Op werkdagen voor 23:00 besteld, morgen in huis Gratis verzending vanaf €20

Achtergrond

Beter ten hele gedwaald dan ten halve gekeerd

Het Universitair Medisch Centrum Utrecht (UMC) laat een onafhankelijke commissie onderzoek doen naar onder meer de klachten over een angstcultuur op de afdeling keel-, neus- en oorheelkunde.

Aart G. Broek | 7 december 2015 | 4-5 minuten leestijd

Weinig znvol. We weten het antwoord al op de vraag wat er mis is gegaan bij het verzelfstandigen van sectoren uit het publieke domein. Het UMC zal zich niet aan dit antwoord onttrekken: toezichthouders, bestuurders, topmanagers en (medisch) professionals zullen zélf onvoldoende ‘schaamtebestendig’ blijken te zijn.

Symbolen van succes

Laten we om te beginnen de goudkoorts van de jaren negentig in herinnering roepen. Er leek geld in overvloed en aan de groei zou nooit een einde komen. Geïnspireerd door massaal bejubelde zonnekoningen uit het bedrijfsleven - zoals Cees van der Hoeven (Ahold) - begonnen ook voornoemde actoren van ziekenhuizen, onderwijsinstellingen, sociale werkvoorzieningen en woningcorporaties met publiek geld ondernemertje te spelen.

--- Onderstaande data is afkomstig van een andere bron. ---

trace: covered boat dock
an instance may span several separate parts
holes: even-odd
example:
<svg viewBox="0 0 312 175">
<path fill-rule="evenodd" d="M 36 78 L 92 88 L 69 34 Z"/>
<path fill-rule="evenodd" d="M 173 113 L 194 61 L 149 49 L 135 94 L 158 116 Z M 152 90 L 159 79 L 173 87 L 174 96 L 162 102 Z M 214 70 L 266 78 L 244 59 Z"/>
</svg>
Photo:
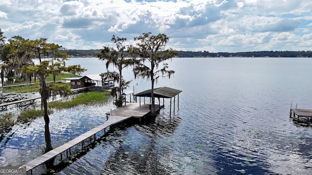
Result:
<svg viewBox="0 0 312 175">
<path fill-rule="evenodd" d="M 177 95 L 177 107 L 179 108 L 179 94 L 182 92 L 182 90 L 170 88 L 166 87 L 155 88 L 154 89 L 154 98 L 158 98 L 158 104 L 160 104 L 160 98 L 163 99 L 163 105 L 164 105 L 164 99 L 170 99 L 170 115 L 171 115 L 171 106 L 172 98 L 174 98 L 174 112 L 176 106 L 176 96 Z M 136 97 L 139 97 L 140 106 L 141 105 L 141 97 L 149 97 L 151 98 L 152 89 L 148 89 L 134 95 L 136 101 Z M 144 100 L 144 103 L 145 103 Z"/>
</svg>

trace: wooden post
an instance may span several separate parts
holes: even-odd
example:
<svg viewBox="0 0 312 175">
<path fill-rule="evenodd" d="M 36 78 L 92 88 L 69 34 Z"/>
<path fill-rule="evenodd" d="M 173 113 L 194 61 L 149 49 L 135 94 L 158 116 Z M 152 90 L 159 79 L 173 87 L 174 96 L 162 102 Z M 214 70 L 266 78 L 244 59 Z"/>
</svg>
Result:
<svg viewBox="0 0 312 175">
<path fill-rule="evenodd" d="M 179 110 L 179 94 L 177 94 L 177 109 Z"/>
<path fill-rule="evenodd" d="M 174 112 L 176 110 L 176 96 L 174 97 Z"/>
<path fill-rule="evenodd" d="M 171 115 L 171 100 L 172 99 L 172 98 L 170 98 L 170 115 Z"/>
</svg>

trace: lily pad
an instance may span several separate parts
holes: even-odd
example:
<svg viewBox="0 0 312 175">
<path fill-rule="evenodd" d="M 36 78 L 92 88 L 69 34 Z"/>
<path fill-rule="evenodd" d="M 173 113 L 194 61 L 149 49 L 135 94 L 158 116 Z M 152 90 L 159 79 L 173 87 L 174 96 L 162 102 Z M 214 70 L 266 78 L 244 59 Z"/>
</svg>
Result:
<svg viewBox="0 0 312 175">
<path fill-rule="evenodd" d="M 197 148 L 199 150 L 203 150 L 206 148 L 206 147 L 204 145 L 196 145 Z"/>
<path fill-rule="evenodd" d="M 242 173 L 242 174 L 245 174 L 246 172 L 245 171 L 245 170 L 242 169 L 242 170 L 240 170 L 239 171 L 239 172 L 240 172 L 240 173 Z"/>
</svg>

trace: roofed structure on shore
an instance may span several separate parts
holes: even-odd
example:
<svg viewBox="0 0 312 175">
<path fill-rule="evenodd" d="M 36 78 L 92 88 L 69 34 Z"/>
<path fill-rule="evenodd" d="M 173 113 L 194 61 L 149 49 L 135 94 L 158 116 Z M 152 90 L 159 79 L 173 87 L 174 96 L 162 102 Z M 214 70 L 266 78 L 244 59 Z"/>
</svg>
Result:
<svg viewBox="0 0 312 175">
<path fill-rule="evenodd" d="M 111 80 L 104 81 L 99 74 L 95 74 L 84 75 L 82 77 L 65 78 L 70 80 L 71 88 L 76 89 L 84 87 L 92 87 L 96 86 L 104 87 L 104 85 L 108 84 Z M 105 83 L 107 82 L 107 83 Z M 109 87 L 107 87 L 109 88 Z"/>
</svg>

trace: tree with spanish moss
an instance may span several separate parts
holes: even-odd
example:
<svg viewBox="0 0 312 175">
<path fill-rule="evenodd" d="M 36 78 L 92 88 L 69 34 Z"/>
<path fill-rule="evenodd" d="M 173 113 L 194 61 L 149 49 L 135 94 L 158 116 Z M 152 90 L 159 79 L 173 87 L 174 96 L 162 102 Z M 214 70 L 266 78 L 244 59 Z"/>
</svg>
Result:
<svg viewBox="0 0 312 175">
<path fill-rule="evenodd" d="M 157 83 L 160 77 L 168 77 L 170 79 L 175 73 L 173 70 L 168 70 L 168 64 L 165 62 L 172 60 L 173 57 L 177 56 L 178 52 L 171 48 L 166 48 L 169 37 L 164 34 L 155 35 L 150 32 L 143 33 L 135 37 L 134 40 L 137 41 L 136 47 L 131 48 L 132 50 L 129 52 L 136 58 L 136 66 L 133 69 L 135 78 L 141 77 L 151 80 L 151 115 L 155 116 L 155 83 Z M 162 67 L 160 67 L 161 64 Z"/>
<path fill-rule="evenodd" d="M 131 46 L 125 46 L 125 42 L 127 38 L 115 36 L 113 35 L 111 41 L 116 45 L 117 50 L 112 47 L 104 46 L 101 50 L 101 52 L 98 54 L 99 60 L 106 61 L 106 69 L 108 69 L 110 64 L 116 67 L 119 71 L 103 73 L 100 75 L 105 79 L 112 78 L 114 81 L 119 83 L 119 86 L 117 88 L 119 97 L 116 99 L 115 105 L 118 107 L 122 105 L 124 100 L 121 95 L 124 88 L 129 87 L 131 81 L 126 81 L 122 76 L 122 70 L 133 64 L 133 59 L 129 58 L 129 53 L 127 52 L 127 48 Z"/>
</svg>

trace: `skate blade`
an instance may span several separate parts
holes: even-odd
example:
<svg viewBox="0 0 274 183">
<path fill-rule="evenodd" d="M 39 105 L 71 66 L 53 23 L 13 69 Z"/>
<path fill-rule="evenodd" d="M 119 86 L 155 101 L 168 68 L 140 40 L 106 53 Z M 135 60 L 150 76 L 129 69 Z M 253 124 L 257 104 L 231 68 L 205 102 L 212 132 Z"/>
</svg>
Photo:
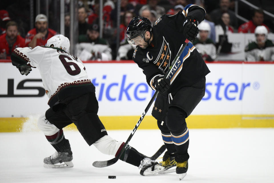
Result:
<svg viewBox="0 0 274 183">
<path fill-rule="evenodd" d="M 186 173 L 185 173 L 184 174 L 180 174 L 179 175 L 179 180 L 181 180 L 183 179 L 186 176 Z"/>
<path fill-rule="evenodd" d="M 61 163 L 57 163 L 54 164 L 49 164 L 44 163 L 44 167 L 49 168 L 66 168 L 73 167 L 72 162 L 65 162 Z"/>
<path fill-rule="evenodd" d="M 145 176 L 153 175 L 162 171 L 165 169 L 165 167 L 158 164 L 155 166 L 154 170 L 153 171 L 152 171 L 152 167 L 151 167 L 147 169 L 144 171 L 143 170 L 141 170 L 141 171 L 142 171 L 143 172 L 142 174 L 141 174 L 141 175 Z"/>
<path fill-rule="evenodd" d="M 176 171 L 176 166 L 175 166 L 173 167 L 168 169 L 165 169 L 162 171 L 158 173 L 159 174 L 169 174 L 171 173 L 173 173 Z"/>
</svg>

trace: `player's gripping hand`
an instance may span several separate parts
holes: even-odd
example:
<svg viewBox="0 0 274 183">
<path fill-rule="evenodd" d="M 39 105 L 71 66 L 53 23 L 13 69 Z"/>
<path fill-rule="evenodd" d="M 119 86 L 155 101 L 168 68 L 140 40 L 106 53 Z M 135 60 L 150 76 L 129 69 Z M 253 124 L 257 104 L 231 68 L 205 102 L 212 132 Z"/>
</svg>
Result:
<svg viewBox="0 0 274 183">
<path fill-rule="evenodd" d="M 161 75 L 155 77 L 152 84 L 156 90 L 161 93 L 166 92 L 170 85 L 170 81 L 168 79 L 164 79 L 164 75 Z"/>
<path fill-rule="evenodd" d="M 26 75 L 27 75 L 32 70 L 31 70 L 31 67 L 28 65 L 24 65 L 21 67 L 19 67 L 18 69 L 20 71 L 20 73 L 22 75 L 25 74 Z"/>
<path fill-rule="evenodd" d="M 199 29 L 194 23 L 194 19 L 190 17 L 187 17 L 184 19 L 183 28 L 183 33 L 186 39 L 193 41 L 196 39 L 199 33 Z"/>
</svg>

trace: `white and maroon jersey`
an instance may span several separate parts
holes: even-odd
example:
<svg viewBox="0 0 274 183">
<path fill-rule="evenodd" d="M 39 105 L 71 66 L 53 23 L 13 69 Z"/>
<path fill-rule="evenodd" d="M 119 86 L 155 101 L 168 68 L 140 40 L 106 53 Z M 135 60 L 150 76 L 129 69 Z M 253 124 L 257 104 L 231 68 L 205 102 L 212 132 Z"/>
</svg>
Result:
<svg viewBox="0 0 274 183">
<path fill-rule="evenodd" d="M 57 97 L 59 95 L 57 94 L 68 87 L 93 85 L 81 60 L 60 49 L 39 46 L 33 49 L 17 48 L 13 54 L 18 59 L 17 62 L 20 65 L 27 64 L 39 69 L 49 98 L 48 104 L 50 106 L 59 100 L 59 96 Z"/>
</svg>

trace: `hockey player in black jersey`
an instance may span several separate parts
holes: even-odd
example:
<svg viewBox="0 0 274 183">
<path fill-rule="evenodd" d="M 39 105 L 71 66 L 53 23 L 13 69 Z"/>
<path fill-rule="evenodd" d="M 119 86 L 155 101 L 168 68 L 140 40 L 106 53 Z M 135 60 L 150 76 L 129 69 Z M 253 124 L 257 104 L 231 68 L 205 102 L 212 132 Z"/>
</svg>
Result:
<svg viewBox="0 0 274 183">
<path fill-rule="evenodd" d="M 32 68 L 39 70 L 49 99 L 50 108 L 39 118 L 38 125 L 56 152 L 44 159 L 44 166 L 73 166 L 70 146 L 63 130 L 72 123 L 89 145 L 93 144 L 101 152 L 116 156 L 124 143 L 108 135 L 97 115 L 95 87 L 86 68 L 80 60 L 66 52 L 69 49 L 68 39 L 56 35 L 48 40 L 46 45 L 17 48 L 11 57 L 13 65 L 22 75 L 28 75 Z M 141 168 L 142 175 L 154 174 L 164 169 L 129 145 L 120 159 Z"/>
<path fill-rule="evenodd" d="M 157 120 L 167 150 L 160 164 L 166 167 L 161 172 L 175 171 L 176 166 L 180 180 L 187 171 L 189 158 L 185 119 L 204 95 L 205 76 L 210 71 L 189 43 L 169 79 L 164 79 L 164 75 L 186 39 L 195 39 L 199 32 L 197 26 L 205 15 L 203 8 L 190 4 L 175 15 L 162 15 L 153 28 L 147 19 L 136 17 L 126 29 L 128 42 L 137 46 L 133 60 L 143 71 L 149 85 L 160 92 L 152 115 Z"/>
</svg>

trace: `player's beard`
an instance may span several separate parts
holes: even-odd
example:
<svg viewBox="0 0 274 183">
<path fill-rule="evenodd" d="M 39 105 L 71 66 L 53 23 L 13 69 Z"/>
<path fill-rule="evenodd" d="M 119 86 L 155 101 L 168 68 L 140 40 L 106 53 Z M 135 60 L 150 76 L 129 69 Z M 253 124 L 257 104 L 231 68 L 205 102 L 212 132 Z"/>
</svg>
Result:
<svg viewBox="0 0 274 183">
<path fill-rule="evenodd" d="M 148 47 L 148 44 L 146 42 L 145 42 L 145 43 L 144 43 L 142 45 L 143 46 L 143 47 L 141 47 L 139 46 L 142 49 L 146 49 Z"/>
<path fill-rule="evenodd" d="M 150 38 L 148 37 L 146 39 L 146 41 L 145 43 L 142 45 L 143 46 L 143 47 L 141 47 L 141 46 L 139 46 L 142 49 L 146 49 L 148 47 L 148 41 L 149 41 L 150 39 Z"/>
</svg>

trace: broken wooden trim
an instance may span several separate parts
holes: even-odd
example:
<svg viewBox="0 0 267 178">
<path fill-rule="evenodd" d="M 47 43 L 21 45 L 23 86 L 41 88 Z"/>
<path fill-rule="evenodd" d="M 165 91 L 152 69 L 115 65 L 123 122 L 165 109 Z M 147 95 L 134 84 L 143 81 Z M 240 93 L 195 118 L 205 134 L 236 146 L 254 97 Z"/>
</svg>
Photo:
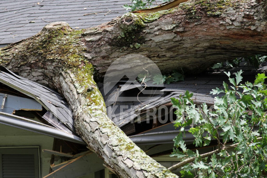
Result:
<svg viewBox="0 0 267 178">
<path fill-rule="evenodd" d="M 69 157 L 72 158 L 74 156 L 74 155 L 73 155 L 69 154 L 67 153 L 62 153 L 62 152 L 59 152 L 56 151 L 54 151 L 53 150 L 51 150 L 49 149 L 42 149 L 42 151 L 43 152 L 48 153 L 52 155 L 57 155 L 58 156 L 65 156 L 66 157 Z"/>
</svg>

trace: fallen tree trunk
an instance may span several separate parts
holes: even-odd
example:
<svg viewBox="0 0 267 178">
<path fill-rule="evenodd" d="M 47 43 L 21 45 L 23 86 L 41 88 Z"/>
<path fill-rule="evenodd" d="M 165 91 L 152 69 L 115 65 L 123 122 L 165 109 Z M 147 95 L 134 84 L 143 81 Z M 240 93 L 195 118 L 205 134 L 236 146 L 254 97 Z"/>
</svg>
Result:
<svg viewBox="0 0 267 178">
<path fill-rule="evenodd" d="M 88 148 L 120 177 L 174 177 L 108 118 L 93 77 L 119 57 L 137 53 L 162 72 L 200 72 L 214 63 L 266 54 L 266 1 L 197 1 L 151 14 L 128 13 L 109 22 L 74 30 L 65 22 L 0 50 L 0 64 L 56 89 L 75 113 Z"/>
</svg>

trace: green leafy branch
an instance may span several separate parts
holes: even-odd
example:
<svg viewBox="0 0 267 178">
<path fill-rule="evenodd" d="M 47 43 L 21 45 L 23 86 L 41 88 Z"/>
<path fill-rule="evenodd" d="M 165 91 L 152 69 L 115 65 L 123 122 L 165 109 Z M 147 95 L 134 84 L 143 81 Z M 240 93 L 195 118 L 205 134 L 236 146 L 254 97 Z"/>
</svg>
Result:
<svg viewBox="0 0 267 178">
<path fill-rule="evenodd" d="M 208 109 L 205 103 L 196 107 L 193 94 L 188 91 L 178 98 L 171 98 L 177 109 L 174 126 L 180 132 L 174 139 L 175 148 L 171 156 L 182 161 L 170 170 L 182 167 L 183 176 L 189 177 L 194 177 L 191 171 L 195 169 L 201 177 L 207 171 L 209 177 L 263 177 L 262 172 L 267 170 L 267 88 L 264 83 L 267 77 L 258 74 L 253 83 L 243 84 L 242 70 L 234 78 L 230 72 L 225 73 L 230 85 L 224 82 L 223 88 L 212 90 L 211 94 L 224 94 L 215 98 L 214 109 Z M 183 139 L 186 132 L 193 135 L 196 147 L 209 146 L 215 140 L 218 149 L 201 155 L 197 149 L 187 149 Z"/>
</svg>

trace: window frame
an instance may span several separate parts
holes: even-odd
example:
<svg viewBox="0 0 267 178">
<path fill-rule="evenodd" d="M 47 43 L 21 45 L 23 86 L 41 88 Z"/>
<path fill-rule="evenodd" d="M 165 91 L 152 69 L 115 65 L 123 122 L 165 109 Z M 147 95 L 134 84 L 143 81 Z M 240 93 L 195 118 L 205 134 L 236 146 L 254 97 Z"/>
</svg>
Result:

Hier mag gelezen worden dat die actoren uit de publieke sector gedrag en handelen uit de private sector selectief overnamen Wanneer we in de semi-publieke sector niet tot de échte en zo bewonderde private sector behoren, kunnen we in ieder geval de façade ervan overnemen. Meer in het bijzonder werden de veronderstelde versierselen van succes gekopieerd: risico’s nemen, lef tonen, visionaire missie formuleren, maakbaarheid verkondigen aan de hand van meetbare verschijnselen, competitieve salarissen, bonussen, luxueuze kantoren en auto’s met chauffeur.

Schaamte

Achter dit kopieergedrag ligt een reden die we allemaal heel goed kennen. We verlangen acceptatie door de groep waartoe wij eigenlijk willen behoren. Sterker nog, we willen gewaardeerd, bewonderd en bejubeld worden. We vrezen de afwijzing door die groep. Niets pijnlijkers dan buiten de groep geplaatst te worden en te kijk te staan vóór die groep.

In onze jeugd doen we allemaal pijnlijke ervaringen op met het ‘afgeserveerd’ worden: het slachtofferschap van kleineren, vernederen, buitensluiten. Ons ‘ik’ wordt geraakt. Deze schaamte-ervaringen snijden ons diep door de ziel. Het mag dan ook niet verbazen dat dergelijke ervaringen tot in detail gedu­rende het hele leven worden herinnerd. Eenmaal die schaamtepijn ervaren, leren we de dreiging razendsnel onderkennen: zoals we met vuur leren omgaan en het mijden zich te branden. Schaamte is dan ook niet alleen de vernederende ervaring maar evenzeer de ángst dat we op enigerlei wijze zullen worden afgeserveerd. We haten schaamte en zetten alles op alles om het tegendeel te bewerkstelligen: waardering en bewondering.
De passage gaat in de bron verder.